Things like a need for human interaction or touch don't matter, when the economic incentives are so gargantuan, and especially since we already have a paucity of doctors globally, with new human ones needing to go through a lengthy training and deployment phase. You've already gone from the genteel days when most doctors could take their sweet time gossiping with patients and sipping tea, to a far more aggressive and target oriented approach where most people are given just as much time as needed. The market bore going from half an hour consults to 5-10 minutes with a frazzled GP, it'll go from 5 to 0 even faster. Even the people with a sentimental attachment to us can't keep us going, since they're likely to become economically obsolete themselves.

I can only hope I make enough money to insulate myself from the coming troubles, or at least become a citizen somewhere in the West so they'll put me on UBI. Ah, what I would give to be 5 years older, with enough runway to mess about and take my time. But at least I have alpha in knowing what's coming, and that puts me miles ahead of those who will be introduced to automation-induced unemployment when it comes for their "skilled" job.

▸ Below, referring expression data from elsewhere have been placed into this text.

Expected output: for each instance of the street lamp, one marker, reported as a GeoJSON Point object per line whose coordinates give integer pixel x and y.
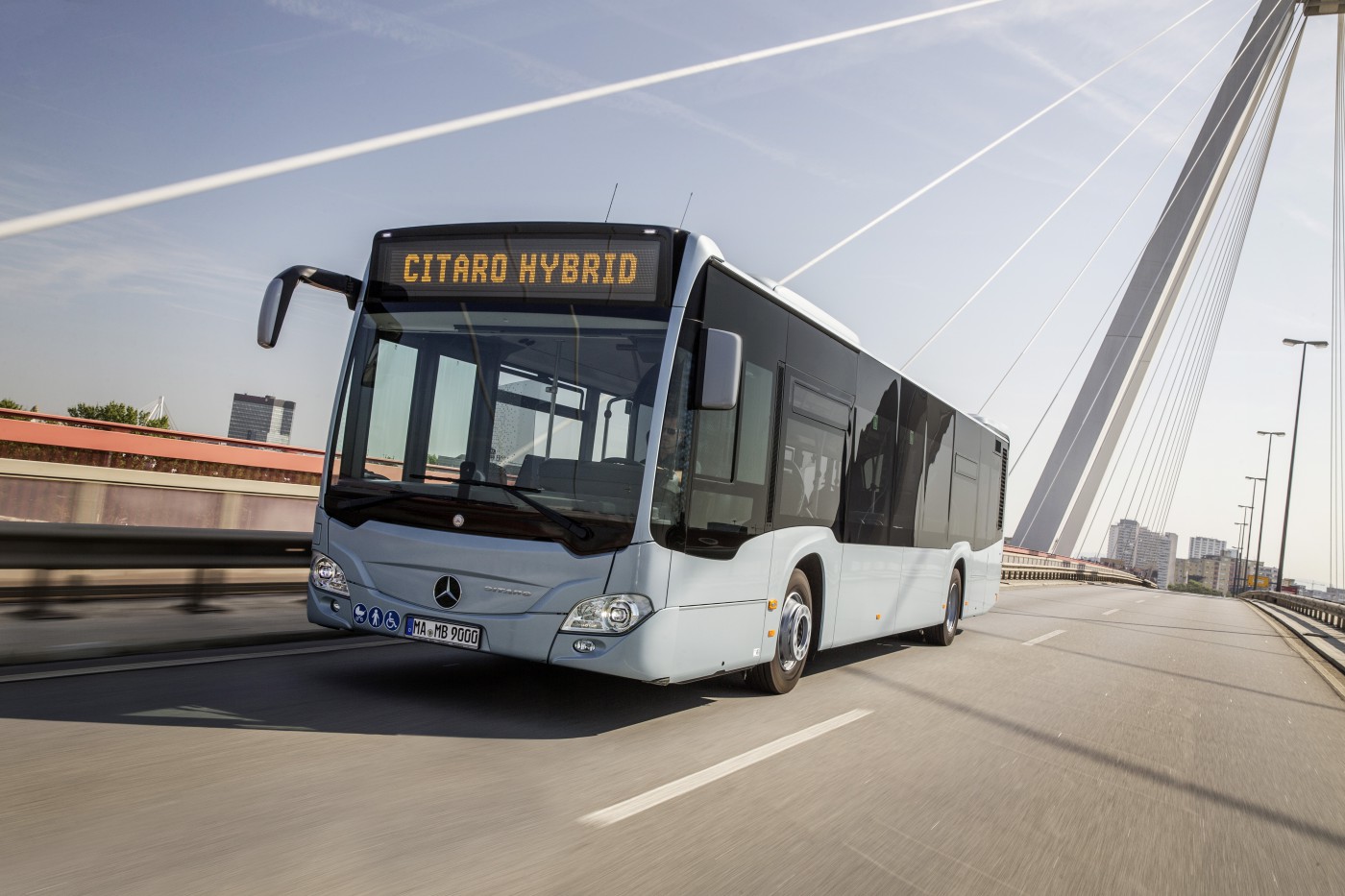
{"type": "Point", "coordinates": [1233, 574]}
{"type": "Point", "coordinates": [1260, 530]}
{"type": "Point", "coordinates": [1255, 479]}
{"type": "Point", "coordinates": [1241, 557]}
{"type": "Point", "coordinates": [1293, 449]}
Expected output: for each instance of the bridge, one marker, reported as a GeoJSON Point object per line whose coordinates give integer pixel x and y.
{"type": "Point", "coordinates": [171, 722]}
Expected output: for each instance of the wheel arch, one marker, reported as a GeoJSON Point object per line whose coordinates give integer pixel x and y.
{"type": "Point", "coordinates": [814, 568]}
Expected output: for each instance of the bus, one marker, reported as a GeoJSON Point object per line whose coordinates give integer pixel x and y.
{"type": "Point", "coordinates": [605, 447]}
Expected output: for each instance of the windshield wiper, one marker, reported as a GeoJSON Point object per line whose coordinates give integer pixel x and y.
{"type": "Point", "coordinates": [569, 525]}
{"type": "Point", "coordinates": [352, 503]}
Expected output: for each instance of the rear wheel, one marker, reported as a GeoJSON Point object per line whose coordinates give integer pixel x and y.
{"type": "Point", "coordinates": [794, 638]}
{"type": "Point", "coordinates": [943, 633]}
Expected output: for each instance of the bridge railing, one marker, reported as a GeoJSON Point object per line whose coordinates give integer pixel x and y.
{"type": "Point", "coordinates": [1031, 566]}
{"type": "Point", "coordinates": [1324, 611]}
{"type": "Point", "coordinates": [46, 547]}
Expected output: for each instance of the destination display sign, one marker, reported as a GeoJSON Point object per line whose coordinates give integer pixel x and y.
{"type": "Point", "coordinates": [520, 267]}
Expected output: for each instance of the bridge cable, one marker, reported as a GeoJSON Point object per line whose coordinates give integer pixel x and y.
{"type": "Point", "coordinates": [1169, 207]}
{"type": "Point", "coordinates": [1237, 198]}
{"type": "Point", "coordinates": [1337, 455]}
{"type": "Point", "coordinates": [1186, 372]}
{"type": "Point", "coordinates": [1180, 335]}
{"type": "Point", "coordinates": [1177, 425]}
{"type": "Point", "coordinates": [982, 151]}
{"type": "Point", "coordinates": [1064, 202]}
{"type": "Point", "coordinates": [125, 202]}
{"type": "Point", "coordinates": [1119, 218]}
{"type": "Point", "coordinates": [1213, 278]}
{"type": "Point", "coordinates": [1162, 218]}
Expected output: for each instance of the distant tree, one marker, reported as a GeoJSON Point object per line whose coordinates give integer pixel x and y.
{"type": "Point", "coordinates": [117, 412]}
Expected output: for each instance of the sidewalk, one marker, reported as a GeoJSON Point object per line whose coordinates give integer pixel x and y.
{"type": "Point", "coordinates": [124, 627]}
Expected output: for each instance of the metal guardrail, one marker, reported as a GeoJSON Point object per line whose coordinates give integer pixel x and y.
{"type": "Point", "coordinates": [1324, 611]}
{"type": "Point", "coordinates": [93, 546]}
{"type": "Point", "coordinates": [46, 547]}
{"type": "Point", "coordinates": [1068, 572]}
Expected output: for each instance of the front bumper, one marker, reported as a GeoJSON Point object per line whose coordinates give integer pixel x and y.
{"type": "Point", "coordinates": [645, 654]}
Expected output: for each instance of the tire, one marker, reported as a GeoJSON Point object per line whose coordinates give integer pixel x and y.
{"type": "Point", "coordinates": [943, 634]}
{"type": "Point", "coordinates": [794, 641]}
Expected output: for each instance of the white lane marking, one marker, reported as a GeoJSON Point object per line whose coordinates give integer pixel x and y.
{"type": "Point", "coordinates": [194, 661]}
{"type": "Point", "coordinates": [1038, 641]}
{"type": "Point", "coordinates": [672, 790]}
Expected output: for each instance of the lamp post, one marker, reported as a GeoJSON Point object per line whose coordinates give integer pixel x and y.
{"type": "Point", "coordinates": [1255, 479]}
{"type": "Point", "coordinates": [1237, 559]}
{"type": "Point", "coordinates": [1293, 449]}
{"type": "Point", "coordinates": [1260, 529]}
{"type": "Point", "coordinates": [1241, 556]}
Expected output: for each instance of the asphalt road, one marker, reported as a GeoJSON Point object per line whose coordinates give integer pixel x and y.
{"type": "Point", "coordinates": [1159, 742]}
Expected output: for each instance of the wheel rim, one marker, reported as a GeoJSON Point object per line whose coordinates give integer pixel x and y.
{"type": "Point", "coordinates": [795, 631]}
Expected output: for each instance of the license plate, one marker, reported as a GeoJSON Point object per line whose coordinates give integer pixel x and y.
{"type": "Point", "coordinates": [444, 633]}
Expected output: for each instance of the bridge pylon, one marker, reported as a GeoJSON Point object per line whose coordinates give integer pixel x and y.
{"type": "Point", "coordinates": [1063, 498]}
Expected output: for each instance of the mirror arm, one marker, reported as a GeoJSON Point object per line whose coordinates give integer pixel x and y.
{"type": "Point", "coordinates": [343, 284]}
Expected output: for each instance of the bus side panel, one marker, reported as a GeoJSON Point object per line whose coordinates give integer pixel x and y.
{"type": "Point", "coordinates": [870, 593]}
{"type": "Point", "coordinates": [721, 623]}
{"type": "Point", "coordinates": [717, 638]}
{"type": "Point", "coordinates": [985, 586]}
{"type": "Point", "coordinates": [924, 587]}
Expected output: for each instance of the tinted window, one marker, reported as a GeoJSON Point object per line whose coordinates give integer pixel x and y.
{"type": "Point", "coordinates": [873, 466]}
{"type": "Point", "coordinates": [932, 529]}
{"type": "Point", "coordinates": [820, 355]}
{"type": "Point", "coordinates": [911, 463]}
{"type": "Point", "coordinates": [966, 472]}
{"type": "Point", "coordinates": [733, 448]}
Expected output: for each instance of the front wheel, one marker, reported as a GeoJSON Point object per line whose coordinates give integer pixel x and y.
{"type": "Point", "coordinates": [794, 638]}
{"type": "Point", "coordinates": [943, 634]}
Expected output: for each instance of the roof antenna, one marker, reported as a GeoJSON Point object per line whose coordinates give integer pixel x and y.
{"type": "Point", "coordinates": [685, 210]}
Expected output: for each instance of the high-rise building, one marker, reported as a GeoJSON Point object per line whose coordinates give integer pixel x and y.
{"type": "Point", "coordinates": [1142, 550]}
{"type": "Point", "coordinates": [1201, 547]}
{"type": "Point", "coordinates": [261, 419]}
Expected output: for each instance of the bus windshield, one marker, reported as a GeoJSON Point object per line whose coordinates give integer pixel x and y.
{"type": "Point", "coordinates": [524, 422]}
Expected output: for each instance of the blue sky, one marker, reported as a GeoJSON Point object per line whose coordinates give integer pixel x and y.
{"type": "Point", "coordinates": [784, 157]}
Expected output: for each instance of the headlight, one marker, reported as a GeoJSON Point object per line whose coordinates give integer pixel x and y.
{"type": "Point", "coordinates": [611, 614]}
{"type": "Point", "coordinates": [325, 573]}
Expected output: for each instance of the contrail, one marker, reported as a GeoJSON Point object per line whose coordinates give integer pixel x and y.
{"type": "Point", "coordinates": [84, 211]}
{"type": "Point", "coordinates": [977, 155]}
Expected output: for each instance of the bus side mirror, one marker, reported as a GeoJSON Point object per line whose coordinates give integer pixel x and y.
{"type": "Point", "coordinates": [273, 307]}
{"type": "Point", "coordinates": [276, 302]}
{"type": "Point", "coordinates": [720, 375]}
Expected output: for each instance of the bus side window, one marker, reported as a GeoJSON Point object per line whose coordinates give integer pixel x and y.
{"type": "Point", "coordinates": [732, 458]}
{"type": "Point", "coordinates": [873, 466]}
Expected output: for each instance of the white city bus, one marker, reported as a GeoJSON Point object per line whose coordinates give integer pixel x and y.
{"type": "Point", "coordinates": [604, 447]}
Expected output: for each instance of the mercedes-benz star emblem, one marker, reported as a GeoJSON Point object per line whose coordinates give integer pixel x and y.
{"type": "Point", "coordinates": [448, 591]}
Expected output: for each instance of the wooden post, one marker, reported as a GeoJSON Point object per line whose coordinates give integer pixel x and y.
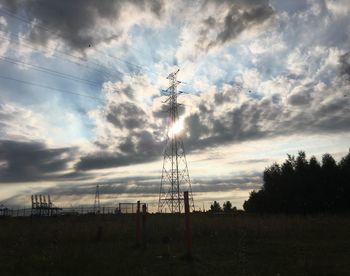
{"type": "Point", "coordinates": [138, 224]}
{"type": "Point", "coordinates": [188, 226]}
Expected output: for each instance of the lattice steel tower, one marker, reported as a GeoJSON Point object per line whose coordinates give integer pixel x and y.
{"type": "Point", "coordinates": [175, 177]}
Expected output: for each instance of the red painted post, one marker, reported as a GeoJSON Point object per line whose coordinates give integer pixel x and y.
{"type": "Point", "coordinates": [138, 224]}
{"type": "Point", "coordinates": [144, 212]}
{"type": "Point", "coordinates": [188, 226]}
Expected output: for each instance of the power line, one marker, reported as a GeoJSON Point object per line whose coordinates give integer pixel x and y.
{"type": "Point", "coordinates": [28, 21]}
{"type": "Point", "coordinates": [49, 71]}
{"type": "Point", "coordinates": [50, 88]}
{"type": "Point", "coordinates": [61, 52]}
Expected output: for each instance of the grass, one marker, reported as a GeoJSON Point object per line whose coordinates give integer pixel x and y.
{"type": "Point", "coordinates": [222, 244]}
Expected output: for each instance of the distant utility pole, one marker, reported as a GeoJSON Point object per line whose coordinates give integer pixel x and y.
{"type": "Point", "coordinates": [175, 177]}
{"type": "Point", "coordinates": [97, 200]}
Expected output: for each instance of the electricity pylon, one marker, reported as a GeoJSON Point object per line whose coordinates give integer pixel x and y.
{"type": "Point", "coordinates": [97, 200]}
{"type": "Point", "coordinates": [175, 177]}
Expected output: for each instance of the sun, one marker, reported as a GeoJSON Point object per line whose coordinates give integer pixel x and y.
{"type": "Point", "coordinates": [176, 128]}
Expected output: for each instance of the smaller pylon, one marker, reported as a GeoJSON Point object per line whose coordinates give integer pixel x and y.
{"type": "Point", "coordinates": [97, 200]}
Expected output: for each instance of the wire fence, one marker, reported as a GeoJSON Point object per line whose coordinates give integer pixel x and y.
{"type": "Point", "coordinates": [70, 211]}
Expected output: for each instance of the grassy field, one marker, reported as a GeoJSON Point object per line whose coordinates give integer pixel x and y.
{"type": "Point", "coordinates": [222, 244]}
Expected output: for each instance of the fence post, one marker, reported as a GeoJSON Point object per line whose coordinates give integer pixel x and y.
{"type": "Point", "coordinates": [138, 224]}
{"type": "Point", "coordinates": [188, 227]}
{"type": "Point", "coordinates": [144, 212]}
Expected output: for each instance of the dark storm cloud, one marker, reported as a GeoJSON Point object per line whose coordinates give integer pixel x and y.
{"type": "Point", "coordinates": [75, 21]}
{"type": "Point", "coordinates": [144, 149]}
{"type": "Point", "coordinates": [345, 65]}
{"type": "Point", "coordinates": [32, 161]}
{"type": "Point", "coordinates": [236, 21]}
{"type": "Point", "coordinates": [126, 115]}
{"type": "Point", "coordinates": [241, 16]}
{"type": "Point", "coordinates": [254, 119]}
{"type": "Point", "coordinates": [148, 185]}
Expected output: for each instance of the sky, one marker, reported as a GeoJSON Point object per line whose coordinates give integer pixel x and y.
{"type": "Point", "coordinates": [81, 103]}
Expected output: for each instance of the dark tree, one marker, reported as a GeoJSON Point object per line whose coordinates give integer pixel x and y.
{"type": "Point", "coordinates": [227, 206]}
{"type": "Point", "coordinates": [302, 186]}
{"type": "Point", "coordinates": [215, 207]}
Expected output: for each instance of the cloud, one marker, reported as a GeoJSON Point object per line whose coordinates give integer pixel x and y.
{"type": "Point", "coordinates": [345, 65]}
{"type": "Point", "coordinates": [32, 161]}
{"type": "Point", "coordinates": [220, 23]}
{"type": "Point", "coordinates": [81, 23]}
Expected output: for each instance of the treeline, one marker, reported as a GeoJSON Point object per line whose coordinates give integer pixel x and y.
{"type": "Point", "coordinates": [303, 186]}
{"type": "Point", "coordinates": [215, 207]}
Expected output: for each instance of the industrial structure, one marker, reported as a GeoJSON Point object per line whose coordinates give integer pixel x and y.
{"type": "Point", "coordinates": [41, 207]}
{"type": "Point", "coordinates": [175, 177]}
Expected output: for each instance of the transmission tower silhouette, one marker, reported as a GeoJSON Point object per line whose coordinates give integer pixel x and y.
{"type": "Point", "coordinates": [97, 200]}
{"type": "Point", "coordinates": [175, 177]}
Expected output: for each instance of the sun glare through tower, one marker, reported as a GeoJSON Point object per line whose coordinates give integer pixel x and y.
{"type": "Point", "coordinates": [175, 177]}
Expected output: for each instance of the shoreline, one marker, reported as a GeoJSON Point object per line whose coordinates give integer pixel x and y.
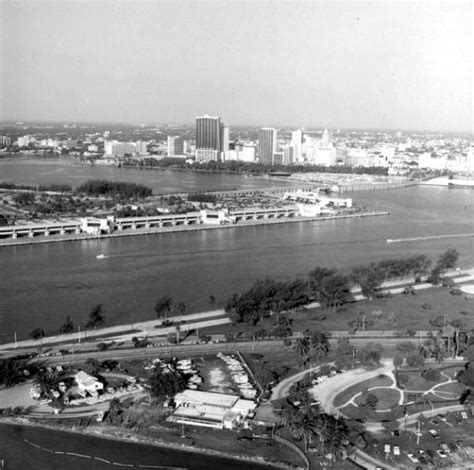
{"type": "Point", "coordinates": [118, 436]}
{"type": "Point", "coordinates": [180, 228]}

You guys have no idea that how terrifying it is to see the curtains drawing close before your eyes, without the modest safety of a government committed to taking care of you when you're nothing but a drag. The Indian government certainly engages in welfare, but it has absolutely no hope of doing so when literally >90% of its citizens will end up unemployed, and even the UK will have to cut down on people who've outlived their usefulness. All I can say is that I'm grateful to have gotten this far, when I still have a fighting chance. God knows my little brother will likely never get to specialize into anything, if he even manages to practise as a junior for a handful of years.

I wasn't born a Doomer, quite the opposite. I spent most of my life looking forward to the bright future that technology can bring about, where we come to rule the Earth and the stars, and I still think that's more likely than not, it just comes with a significant risk of killing or starving me along the way. Pour one out if I don't make it, if you do, you can afford it.

Firstly, they're the SOTA today, anyone wanting to bet that GPT-5 won't be another leap ahead within a couple years is welcome to take it up with me, I could use the money.

I don't bet. And actually, someone independently posted pointing out that most LW-style bets are irrational from the point of view of profit motive and are signalling.

Also, they said the same thing about self-driving cars. It turns out that the last bit is a lot harder to get right than the first bit.

For what it's worth, Brockman and Altman seem to say that GPT-5 will be in an entirely different format, either a purely B2B offer or something direct-to-research institutions, so I am not sure if that bet would be resolvable.

where did you learn that from?

https://youtube.com/watch?v=65zOlQV1qto&t=1854

Looking back at it I've read too much into his words. I do think it's a possible interpretation though.